“What a piece of junk!” Luke Skywalker might not appreciate things past their prime, but for open-minded film studios, recycling old props and costumes helps to cut back on production costs, or, when the muses impart their blessing, creates something entirely new. The resourceful folks behind Star Wars definitely tapped into their inner Jawa when they rummaged through the storage closet, pulling up all sorts of used odds-and-ends that gave sharp-eyed audiences a sense of déjà vu.

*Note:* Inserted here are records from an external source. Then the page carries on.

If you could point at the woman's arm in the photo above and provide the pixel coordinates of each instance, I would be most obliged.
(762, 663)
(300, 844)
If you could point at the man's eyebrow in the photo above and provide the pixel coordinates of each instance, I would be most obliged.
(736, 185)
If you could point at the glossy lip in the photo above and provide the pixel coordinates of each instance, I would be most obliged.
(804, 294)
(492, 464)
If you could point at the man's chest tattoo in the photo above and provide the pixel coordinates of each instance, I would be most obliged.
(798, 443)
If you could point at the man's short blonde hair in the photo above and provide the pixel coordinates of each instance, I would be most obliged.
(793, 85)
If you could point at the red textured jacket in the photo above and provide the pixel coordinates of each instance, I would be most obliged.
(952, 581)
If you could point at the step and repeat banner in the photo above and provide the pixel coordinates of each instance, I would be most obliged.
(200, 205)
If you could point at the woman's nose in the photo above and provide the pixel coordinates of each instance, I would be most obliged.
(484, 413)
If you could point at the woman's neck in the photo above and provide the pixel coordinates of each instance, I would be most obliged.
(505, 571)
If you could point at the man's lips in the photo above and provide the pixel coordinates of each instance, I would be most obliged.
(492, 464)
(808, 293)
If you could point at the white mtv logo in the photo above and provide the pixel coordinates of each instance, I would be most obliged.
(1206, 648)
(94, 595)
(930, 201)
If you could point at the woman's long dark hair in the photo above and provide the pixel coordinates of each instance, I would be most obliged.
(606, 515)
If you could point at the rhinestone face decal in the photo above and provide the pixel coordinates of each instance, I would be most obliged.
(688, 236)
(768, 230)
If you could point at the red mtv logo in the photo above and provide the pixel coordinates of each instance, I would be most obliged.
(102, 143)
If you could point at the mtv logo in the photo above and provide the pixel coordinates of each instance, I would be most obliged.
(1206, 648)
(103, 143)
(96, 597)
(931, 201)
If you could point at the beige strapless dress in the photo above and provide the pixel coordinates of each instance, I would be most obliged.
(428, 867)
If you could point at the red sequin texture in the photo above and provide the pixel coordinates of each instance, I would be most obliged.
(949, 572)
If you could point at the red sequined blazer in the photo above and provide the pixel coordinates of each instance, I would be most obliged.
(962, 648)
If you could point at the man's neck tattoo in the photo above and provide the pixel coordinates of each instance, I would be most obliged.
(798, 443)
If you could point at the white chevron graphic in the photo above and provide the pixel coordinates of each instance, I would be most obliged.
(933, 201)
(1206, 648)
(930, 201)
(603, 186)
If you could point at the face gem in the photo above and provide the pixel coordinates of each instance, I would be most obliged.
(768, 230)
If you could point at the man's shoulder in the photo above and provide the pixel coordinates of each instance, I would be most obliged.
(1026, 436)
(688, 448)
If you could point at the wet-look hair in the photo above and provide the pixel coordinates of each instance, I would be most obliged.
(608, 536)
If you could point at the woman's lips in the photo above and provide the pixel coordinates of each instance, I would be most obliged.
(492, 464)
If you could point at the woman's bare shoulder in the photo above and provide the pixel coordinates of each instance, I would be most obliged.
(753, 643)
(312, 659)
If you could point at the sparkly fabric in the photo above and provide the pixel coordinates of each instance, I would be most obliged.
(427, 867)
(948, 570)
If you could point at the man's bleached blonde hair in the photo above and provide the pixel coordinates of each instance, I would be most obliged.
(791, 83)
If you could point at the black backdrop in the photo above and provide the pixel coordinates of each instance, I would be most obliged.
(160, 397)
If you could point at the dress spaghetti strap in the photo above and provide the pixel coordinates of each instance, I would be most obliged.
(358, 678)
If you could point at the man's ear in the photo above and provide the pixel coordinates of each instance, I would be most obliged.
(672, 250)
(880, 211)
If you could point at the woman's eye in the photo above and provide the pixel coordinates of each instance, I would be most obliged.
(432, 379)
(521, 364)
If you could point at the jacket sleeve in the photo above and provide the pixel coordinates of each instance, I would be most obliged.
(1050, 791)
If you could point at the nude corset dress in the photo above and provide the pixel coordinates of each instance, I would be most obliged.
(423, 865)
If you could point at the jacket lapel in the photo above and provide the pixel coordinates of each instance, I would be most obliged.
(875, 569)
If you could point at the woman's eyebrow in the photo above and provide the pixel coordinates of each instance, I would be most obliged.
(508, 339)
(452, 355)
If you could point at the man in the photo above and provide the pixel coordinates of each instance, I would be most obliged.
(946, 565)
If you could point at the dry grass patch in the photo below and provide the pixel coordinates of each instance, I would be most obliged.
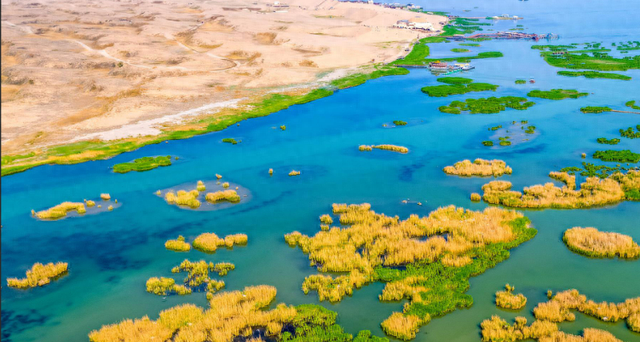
(593, 192)
(594, 243)
(39, 275)
(60, 210)
(479, 167)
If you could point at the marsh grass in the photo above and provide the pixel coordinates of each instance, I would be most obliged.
(435, 271)
(506, 299)
(593, 192)
(178, 245)
(143, 164)
(59, 211)
(479, 167)
(224, 195)
(594, 243)
(39, 275)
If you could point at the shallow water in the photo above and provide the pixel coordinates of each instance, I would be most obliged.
(111, 255)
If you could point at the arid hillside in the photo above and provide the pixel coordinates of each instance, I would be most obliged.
(78, 70)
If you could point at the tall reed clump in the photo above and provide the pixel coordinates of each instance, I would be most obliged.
(209, 242)
(183, 198)
(221, 196)
(411, 256)
(594, 243)
(178, 245)
(39, 275)
(61, 210)
(479, 167)
(508, 300)
(593, 192)
(163, 286)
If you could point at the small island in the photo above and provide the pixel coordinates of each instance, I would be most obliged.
(142, 164)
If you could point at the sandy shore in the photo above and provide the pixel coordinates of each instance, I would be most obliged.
(78, 70)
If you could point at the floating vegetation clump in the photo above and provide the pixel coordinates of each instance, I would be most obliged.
(556, 94)
(61, 210)
(613, 141)
(624, 156)
(164, 286)
(39, 275)
(594, 74)
(593, 192)
(489, 105)
(456, 88)
(386, 147)
(432, 273)
(224, 195)
(557, 310)
(178, 245)
(506, 299)
(183, 198)
(479, 167)
(232, 316)
(629, 133)
(594, 243)
(209, 242)
(143, 164)
(595, 109)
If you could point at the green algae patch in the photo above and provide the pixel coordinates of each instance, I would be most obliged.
(594, 74)
(556, 94)
(432, 273)
(242, 312)
(623, 156)
(596, 244)
(39, 275)
(593, 192)
(489, 105)
(142, 164)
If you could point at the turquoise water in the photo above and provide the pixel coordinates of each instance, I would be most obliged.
(112, 254)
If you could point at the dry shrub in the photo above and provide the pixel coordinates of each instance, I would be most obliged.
(231, 314)
(479, 167)
(593, 192)
(61, 210)
(594, 243)
(39, 275)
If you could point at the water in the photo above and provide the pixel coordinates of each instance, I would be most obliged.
(112, 254)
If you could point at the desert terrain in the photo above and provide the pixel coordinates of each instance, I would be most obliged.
(80, 70)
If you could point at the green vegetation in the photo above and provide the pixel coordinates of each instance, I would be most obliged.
(446, 90)
(39, 275)
(624, 156)
(594, 74)
(142, 164)
(371, 246)
(96, 150)
(595, 109)
(556, 94)
(632, 104)
(629, 133)
(613, 141)
(489, 105)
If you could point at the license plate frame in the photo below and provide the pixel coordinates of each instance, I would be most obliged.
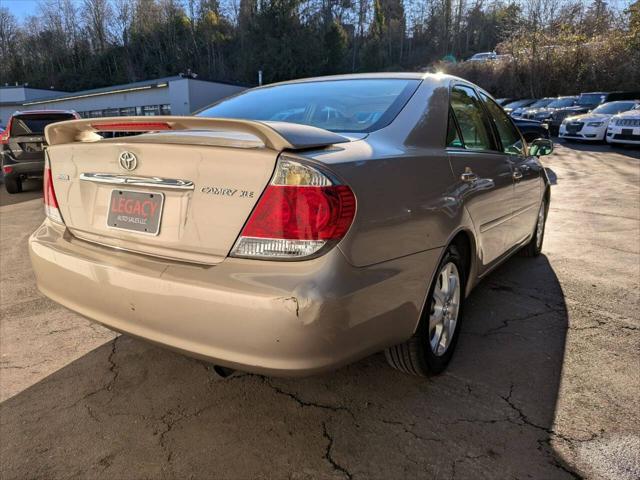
(152, 229)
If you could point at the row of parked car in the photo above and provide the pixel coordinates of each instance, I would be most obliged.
(613, 117)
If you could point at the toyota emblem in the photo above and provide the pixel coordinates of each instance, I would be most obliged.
(128, 161)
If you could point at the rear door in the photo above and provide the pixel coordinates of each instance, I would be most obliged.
(527, 173)
(26, 134)
(484, 174)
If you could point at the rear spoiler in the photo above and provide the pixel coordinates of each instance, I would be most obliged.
(274, 135)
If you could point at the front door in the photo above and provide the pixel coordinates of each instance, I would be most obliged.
(527, 174)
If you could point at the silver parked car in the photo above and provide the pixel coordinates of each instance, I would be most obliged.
(295, 227)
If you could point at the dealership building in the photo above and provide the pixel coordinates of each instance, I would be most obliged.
(163, 96)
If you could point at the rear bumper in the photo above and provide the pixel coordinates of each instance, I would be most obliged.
(282, 318)
(615, 135)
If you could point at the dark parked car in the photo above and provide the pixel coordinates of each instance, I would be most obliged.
(522, 111)
(531, 129)
(587, 102)
(525, 102)
(503, 101)
(21, 145)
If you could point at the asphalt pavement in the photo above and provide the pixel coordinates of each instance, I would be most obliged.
(545, 383)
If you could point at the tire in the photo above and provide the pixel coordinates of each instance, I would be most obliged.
(12, 184)
(534, 247)
(416, 356)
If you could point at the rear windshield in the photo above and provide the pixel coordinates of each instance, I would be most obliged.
(34, 124)
(518, 103)
(591, 99)
(542, 103)
(336, 105)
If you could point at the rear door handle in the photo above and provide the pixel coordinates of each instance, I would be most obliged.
(468, 176)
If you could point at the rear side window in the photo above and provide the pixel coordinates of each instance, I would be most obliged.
(472, 120)
(453, 139)
(509, 136)
(34, 124)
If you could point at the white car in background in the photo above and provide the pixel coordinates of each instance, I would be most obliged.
(625, 128)
(593, 125)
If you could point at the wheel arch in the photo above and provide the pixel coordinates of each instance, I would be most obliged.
(464, 239)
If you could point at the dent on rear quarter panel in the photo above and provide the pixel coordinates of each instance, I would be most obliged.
(404, 187)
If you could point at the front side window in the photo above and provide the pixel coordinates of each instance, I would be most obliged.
(510, 138)
(453, 139)
(362, 105)
(474, 125)
(614, 107)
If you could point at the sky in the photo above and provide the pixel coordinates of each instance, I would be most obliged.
(20, 8)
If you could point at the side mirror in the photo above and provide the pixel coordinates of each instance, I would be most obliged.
(540, 146)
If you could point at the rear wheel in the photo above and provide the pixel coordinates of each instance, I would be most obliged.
(534, 247)
(13, 184)
(430, 350)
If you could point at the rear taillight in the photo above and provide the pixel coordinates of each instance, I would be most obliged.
(51, 209)
(301, 213)
(130, 126)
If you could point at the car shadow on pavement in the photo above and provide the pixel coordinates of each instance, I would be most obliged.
(132, 410)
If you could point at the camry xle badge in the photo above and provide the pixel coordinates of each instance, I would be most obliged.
(128, 161)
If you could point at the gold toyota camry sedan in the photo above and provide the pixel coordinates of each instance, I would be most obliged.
(295, 227)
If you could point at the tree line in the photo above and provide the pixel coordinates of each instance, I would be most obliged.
(550, 46)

1) Triple Your Greedo, Triple Your Fun
Star Wars’ $11 million budget — in the 1970s, at least — was enough to make 20th Century Fox’s executives break out into nervous sweats when loosening the studio purse strings, yet despite having so much money at one’s disposal, the magnitude of director George Lucas’ grand design required some painstaking penny-pinching. In screenwriter and film critic David Pirie’s 1981 book, Anatomy of the Movies, a mere $300,000 was allocated toward costumes (compared to nearly one-third of the budget spent on special effects and spaceship miniatures). It was clear where the film’s priorities lay, and nowhere else was this more apparent than Han Solo’s confrontation with Jabba the Hutt in Docking Bay 94.
Among the crime lord’s cronies lurking in the shadows of the Millennium Falcon are three Rodians all resembling Greedo — of whom was shot dead in the cantina only a few short scenes before. This might have been confusing for many of us watching Star Wars for the first time, but a little behind-the-scenes trivia reveals that more than one actor (Paul Blake and Maria De Aragon) portrayed the ill-fated bounty hunter, meaning there were duplicates of the costume on hand. So when the Jabba scene called for some alien thugs, it was no doubt more cost-effective to recycle the Greedo suits rather than create entirely new ones.
2) Who Gave Bossk That Spacesuit?
It isn’t uncommon for studios to raid each other’s prop and costume departments for secondhand goods, and in The Empire Strikes Back, a small handful of viewers were quick to spot some sci-fi duds borrowed from another popular series. The Trandoshan bounty hunter Bossk’s yellow jumpsuit was worn by a spaceman in the Doctor Who fourth season serial “The Tenth Planet.” In fact, variations of it have appeared in both A New Hope and Return of the Jedi, donned by various spacers (most notably fan-favorite smuggler BoShek) and Rebel A-Wing pilots, respectively. The suits aren’t unique creations, however — they’re all High-Altitude Windak Pressure Suits that were utilized in Britain’s Royal Air Force during the 1960s. How’s that for pop culture and military history?
3) IG-88 Walked into a Cantina…
Among fans, there’s no denying IG-88’s status as the second most-feared bounty hunter next to Boba Fett: he’s intimidatingly tall, ruthlessly efficient in his line of work, and bears an unnerving resemblance to a skeleton. With qualities like these you’d assume the design was intentional, but his production origin actually stems from a simple background prop. IG-88’s cylindrical head was originally a part of the distillery setup seen in the cantina in A New Hope. This, in addition to numerous recycled bric-a-brac, were pieced together to form his industrial, rigid appearance (a complete departure from concept artist Ralph McQuarrie’s streamlined, if not elegant, design). Though if you really want to get technical, any aerospace engineering aficionado would happily point out that IG-88’s noggin is a component of the combustion assembly in a Rolls-Royce Derwent jet engine.
4) Hoth Couture
If there’s anything a Rodian seemingly loves more than the thrill of the hunt, it’s a snazzy vest. The Greedo doppelgangers hanging out at Jabba’s Palace in Return of the Jedi share their species’ fashion proclivity, but closer, pause-button scrutiny shows that we’ve seen these vests before. Brought from Hoth all the way to Tatooine, the Rodians sport the same vests worn by Princess Leia and other Echo Base staffers in The Empire Strikes Back, although in this instance colored a muted orange. It’s that trademark diamond pattern — you can’t miss it!
5) CZ’s Tops
As fleeting as his appearance was in A New Hope, there’s no missing the addled, cross-eyed droid CZ-3 (portrayed by C-3PO performer Anthony Daniels) aimlessly wandering a Mos Eisley street as Luke and Obi-Wan Kenobi make their way toward Docking Bay 94. Six years later in Return of the Jedi, the same costume would be used again, renamed CZ-4 and now one of Jabba’s overworked — and perpetually terrified — droid servants. This time he could be seen more prominently than before, first lying in a heap in the droid torture chamber and then right before the Hutt’s entourage sets off for the Great Pit of Carkoon.